Originally written by Jack Shelton

Hey Devs! My name is Jack, and I am a freelance fullstack developer based in Texas. I also work on this thing called Qwik UI in my free time. 🙂

The problem

In mid-late 2022, I had the opportunity to try Astro, a server-first, content-focused, and extremely flexible meta-framework on my day job.

It quickly became my go-to for creating landing pages, marketing websites, and even small web apps. If my clients needed something, it was almost always a click and integration guide away.

An image of a rocket on a notebook in space.

Astro sites significantly outperformed the previous static site generators I had used. I appreciated the speed and found it intuitive to work with.

Unfortunately, as I added more interactivity, my Astro sites began to slow down, despite Astro being the fastest meta-framework I had used up to that point!

My clients and I took notice of this. I spent a lot of time researching how to improve site speed, but in the end it always felt like an uphill battle of optimizing versus adding the stuff my clients needed.

The journey

In an ideal world, you could build your application, and it would be extremely fast, regardless of the level of interactivity or the size of your page. This appears to be an unsolvable problem. The more components we add, the slower it gets.

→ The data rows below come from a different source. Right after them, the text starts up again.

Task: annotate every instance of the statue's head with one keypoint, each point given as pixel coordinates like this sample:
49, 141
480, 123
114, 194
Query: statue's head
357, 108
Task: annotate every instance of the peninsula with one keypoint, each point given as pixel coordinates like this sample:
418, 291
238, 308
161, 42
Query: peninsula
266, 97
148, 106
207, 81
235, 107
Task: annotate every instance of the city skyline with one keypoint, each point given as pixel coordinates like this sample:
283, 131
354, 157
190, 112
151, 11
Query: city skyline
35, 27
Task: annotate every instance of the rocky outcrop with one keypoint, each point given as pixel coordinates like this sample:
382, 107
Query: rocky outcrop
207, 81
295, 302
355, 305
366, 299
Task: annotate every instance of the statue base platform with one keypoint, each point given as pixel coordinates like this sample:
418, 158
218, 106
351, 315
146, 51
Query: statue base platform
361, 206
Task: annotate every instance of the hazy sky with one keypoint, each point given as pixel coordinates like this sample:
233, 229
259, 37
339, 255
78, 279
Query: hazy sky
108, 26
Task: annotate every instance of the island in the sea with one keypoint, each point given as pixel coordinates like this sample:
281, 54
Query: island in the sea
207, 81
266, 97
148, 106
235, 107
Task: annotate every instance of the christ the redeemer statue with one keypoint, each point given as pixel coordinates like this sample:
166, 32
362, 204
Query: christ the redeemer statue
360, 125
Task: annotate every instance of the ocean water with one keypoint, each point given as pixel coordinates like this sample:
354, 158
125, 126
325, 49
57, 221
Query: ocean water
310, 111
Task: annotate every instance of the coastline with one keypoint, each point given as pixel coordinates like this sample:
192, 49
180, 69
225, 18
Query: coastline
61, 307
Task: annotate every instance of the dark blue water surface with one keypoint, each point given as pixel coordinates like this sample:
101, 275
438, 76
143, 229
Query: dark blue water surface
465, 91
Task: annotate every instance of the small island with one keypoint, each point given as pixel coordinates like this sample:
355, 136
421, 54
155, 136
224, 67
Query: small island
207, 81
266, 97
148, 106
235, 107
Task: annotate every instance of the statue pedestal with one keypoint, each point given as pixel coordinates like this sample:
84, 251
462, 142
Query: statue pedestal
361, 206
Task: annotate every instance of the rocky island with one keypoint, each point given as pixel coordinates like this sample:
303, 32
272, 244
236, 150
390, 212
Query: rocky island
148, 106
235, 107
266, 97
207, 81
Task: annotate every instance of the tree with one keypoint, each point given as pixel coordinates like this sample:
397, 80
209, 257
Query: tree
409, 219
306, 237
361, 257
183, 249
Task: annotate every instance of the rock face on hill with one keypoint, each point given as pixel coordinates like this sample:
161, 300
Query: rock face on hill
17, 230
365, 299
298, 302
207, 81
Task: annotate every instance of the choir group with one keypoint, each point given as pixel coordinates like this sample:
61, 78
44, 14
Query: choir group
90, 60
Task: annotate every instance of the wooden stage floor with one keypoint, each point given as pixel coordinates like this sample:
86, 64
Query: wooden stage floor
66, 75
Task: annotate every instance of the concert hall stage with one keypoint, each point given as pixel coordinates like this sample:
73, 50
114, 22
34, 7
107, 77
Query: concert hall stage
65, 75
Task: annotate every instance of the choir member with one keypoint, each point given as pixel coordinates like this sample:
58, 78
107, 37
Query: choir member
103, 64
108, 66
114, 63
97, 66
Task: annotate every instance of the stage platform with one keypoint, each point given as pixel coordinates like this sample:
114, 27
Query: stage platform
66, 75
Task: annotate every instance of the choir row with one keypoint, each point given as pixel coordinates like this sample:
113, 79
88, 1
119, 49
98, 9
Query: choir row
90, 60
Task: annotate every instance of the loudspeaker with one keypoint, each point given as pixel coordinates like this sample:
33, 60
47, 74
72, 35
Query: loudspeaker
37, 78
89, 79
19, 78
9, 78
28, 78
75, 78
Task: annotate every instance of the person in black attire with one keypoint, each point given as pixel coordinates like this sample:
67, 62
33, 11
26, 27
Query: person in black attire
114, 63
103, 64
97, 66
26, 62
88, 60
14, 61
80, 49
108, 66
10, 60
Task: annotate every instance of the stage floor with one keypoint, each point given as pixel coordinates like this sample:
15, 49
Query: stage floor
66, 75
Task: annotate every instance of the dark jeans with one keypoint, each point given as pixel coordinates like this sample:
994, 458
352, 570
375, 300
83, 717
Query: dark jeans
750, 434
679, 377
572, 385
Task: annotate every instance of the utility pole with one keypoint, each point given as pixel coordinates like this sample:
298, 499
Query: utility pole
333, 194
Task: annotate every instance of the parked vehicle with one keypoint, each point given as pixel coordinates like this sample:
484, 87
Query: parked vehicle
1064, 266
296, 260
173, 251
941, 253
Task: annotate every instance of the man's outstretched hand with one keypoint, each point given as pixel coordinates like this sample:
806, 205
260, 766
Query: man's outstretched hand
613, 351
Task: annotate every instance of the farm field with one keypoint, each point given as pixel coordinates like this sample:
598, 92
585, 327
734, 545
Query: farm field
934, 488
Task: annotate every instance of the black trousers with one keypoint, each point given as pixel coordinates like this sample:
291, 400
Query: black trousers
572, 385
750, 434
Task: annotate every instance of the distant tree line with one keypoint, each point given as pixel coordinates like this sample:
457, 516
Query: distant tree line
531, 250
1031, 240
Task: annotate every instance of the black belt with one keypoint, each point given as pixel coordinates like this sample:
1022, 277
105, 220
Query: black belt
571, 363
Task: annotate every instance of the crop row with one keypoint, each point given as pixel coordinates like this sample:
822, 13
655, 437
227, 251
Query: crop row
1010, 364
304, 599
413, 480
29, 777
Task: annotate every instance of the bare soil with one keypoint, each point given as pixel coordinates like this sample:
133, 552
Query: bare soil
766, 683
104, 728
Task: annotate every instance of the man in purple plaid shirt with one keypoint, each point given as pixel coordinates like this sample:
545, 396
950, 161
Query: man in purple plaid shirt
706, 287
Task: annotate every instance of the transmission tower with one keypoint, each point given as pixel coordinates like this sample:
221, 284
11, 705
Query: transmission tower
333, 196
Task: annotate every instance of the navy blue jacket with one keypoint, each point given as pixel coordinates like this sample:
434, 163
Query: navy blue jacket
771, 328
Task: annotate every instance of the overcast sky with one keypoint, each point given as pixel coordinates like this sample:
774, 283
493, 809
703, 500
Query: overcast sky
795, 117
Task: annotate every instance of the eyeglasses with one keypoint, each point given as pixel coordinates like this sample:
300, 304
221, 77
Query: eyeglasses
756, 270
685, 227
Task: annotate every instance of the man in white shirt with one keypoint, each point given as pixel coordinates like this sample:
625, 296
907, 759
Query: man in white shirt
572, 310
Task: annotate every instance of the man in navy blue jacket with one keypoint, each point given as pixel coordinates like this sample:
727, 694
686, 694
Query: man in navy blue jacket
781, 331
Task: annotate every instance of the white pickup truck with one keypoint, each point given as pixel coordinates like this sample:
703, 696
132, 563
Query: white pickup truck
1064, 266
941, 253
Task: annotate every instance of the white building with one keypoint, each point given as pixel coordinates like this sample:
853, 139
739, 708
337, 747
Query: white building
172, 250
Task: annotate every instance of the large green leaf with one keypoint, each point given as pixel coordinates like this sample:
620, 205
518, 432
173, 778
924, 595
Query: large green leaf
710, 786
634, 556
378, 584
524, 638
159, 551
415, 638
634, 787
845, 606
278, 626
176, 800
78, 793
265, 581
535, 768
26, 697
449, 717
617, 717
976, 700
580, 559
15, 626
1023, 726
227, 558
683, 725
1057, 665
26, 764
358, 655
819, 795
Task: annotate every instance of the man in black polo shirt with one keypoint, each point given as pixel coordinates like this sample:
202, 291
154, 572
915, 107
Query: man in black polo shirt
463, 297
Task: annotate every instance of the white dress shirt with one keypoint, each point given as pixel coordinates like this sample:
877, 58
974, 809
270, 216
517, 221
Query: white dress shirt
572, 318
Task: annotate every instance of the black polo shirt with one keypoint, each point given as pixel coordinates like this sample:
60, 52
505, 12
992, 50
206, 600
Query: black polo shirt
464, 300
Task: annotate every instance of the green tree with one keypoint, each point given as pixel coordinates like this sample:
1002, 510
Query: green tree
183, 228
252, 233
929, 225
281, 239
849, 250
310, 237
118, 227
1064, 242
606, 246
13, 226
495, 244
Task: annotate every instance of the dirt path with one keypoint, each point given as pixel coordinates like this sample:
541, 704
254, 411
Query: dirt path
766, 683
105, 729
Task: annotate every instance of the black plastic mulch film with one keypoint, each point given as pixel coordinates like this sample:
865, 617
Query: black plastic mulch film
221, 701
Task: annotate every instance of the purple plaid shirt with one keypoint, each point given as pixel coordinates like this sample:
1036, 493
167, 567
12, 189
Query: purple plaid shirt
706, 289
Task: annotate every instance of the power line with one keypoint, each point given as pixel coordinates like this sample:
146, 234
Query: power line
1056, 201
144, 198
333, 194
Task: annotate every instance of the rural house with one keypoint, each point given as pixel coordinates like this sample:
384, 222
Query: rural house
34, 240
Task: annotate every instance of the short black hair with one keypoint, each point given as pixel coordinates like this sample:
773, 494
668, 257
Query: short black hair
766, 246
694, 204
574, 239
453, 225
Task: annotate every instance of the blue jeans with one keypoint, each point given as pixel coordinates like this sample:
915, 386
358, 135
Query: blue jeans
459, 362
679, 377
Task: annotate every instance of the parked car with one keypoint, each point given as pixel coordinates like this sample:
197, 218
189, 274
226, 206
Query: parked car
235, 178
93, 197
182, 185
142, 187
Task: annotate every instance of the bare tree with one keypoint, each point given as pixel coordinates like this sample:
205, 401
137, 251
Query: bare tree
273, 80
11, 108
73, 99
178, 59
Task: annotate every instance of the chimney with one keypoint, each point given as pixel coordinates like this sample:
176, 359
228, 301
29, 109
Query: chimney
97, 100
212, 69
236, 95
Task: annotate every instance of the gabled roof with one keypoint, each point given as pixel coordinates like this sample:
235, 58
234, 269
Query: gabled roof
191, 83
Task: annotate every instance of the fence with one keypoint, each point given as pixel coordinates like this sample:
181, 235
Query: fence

I wondered, did it have to be this way? Is it even possible to have a fast and easy development process? Is it the developer’s fault when our apps are slow?

Looking back, I’d say no! Developers should focus on what matters most: building the product! So, how do we solve this issue? For a while, it was a big what if. 😅

That what if quickly became a reality when I discovered Qwik’s resumability. I was 100% certain it was exactly what I was looking for.

So I did some research. I saw a lot of comparisons between the two in terms of performance. April this year I thought “why don’t we use them together?” One is a meta-framework, and the other a UI framework.

Would it still be resumable?

Is Astro’s partial hydration approach going to be a problem with a framework that doesn’t have hydration?

How would it work with islands?

Well, turns out I wasn’t the only one!

A screenshot of a Discord chat between Misko and Jack.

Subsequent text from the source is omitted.